Third-Party Product Economics
The new consent architecture will also require a review of product economics. Cross-selling and third-party distribution models that relied on bundled journeys and assumed opt-ins will face lower take rates once every product and service is subject to a distinct, well explained consent event. Business heads will need to revisit revenue assumptions from ancillary product tie ups and redesign customer journeys so that uptake is driven by suitability and clarity rather than default inclusion.
Big Impetus to Consumer Confidence
These proposed consent requirements deliver substantial benefits to customers by restoring agency over personal data. Customers will no longer encounter bundled consents that obscure secondary product sales, such as loans paired with insurance, or pre-ticked boxes implying agreement. These actions would be substituted by clear, separate affirmative actions for each offering, ensuring fully informed choices.
Ultimately, customers gain auditable control, reduced spam and compensation eligibility for lapses, fostering trust in an ecosystem historically marred by consent fatigue, mis-selling and predatory outreach.

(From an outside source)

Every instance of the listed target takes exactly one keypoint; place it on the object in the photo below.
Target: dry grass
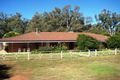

Navigating the New Consent Era
The RBI is accepting comments on these proposed guidelines until 4 March 2026. Banks and NBFCs can explore strategic collaborations with consent managers for scalable verification, engage legal consultants for legacy system retrofits, and submit targeted feedback to the RBI on phased implementation or clarifications on "existing customers." Proactive training for sales teams, mock regulatory inspections, and monitoring online industry discourse will mitigate operational disruptions while positioning them as compliance leaders in the evolving RBI-DPDPA landscape.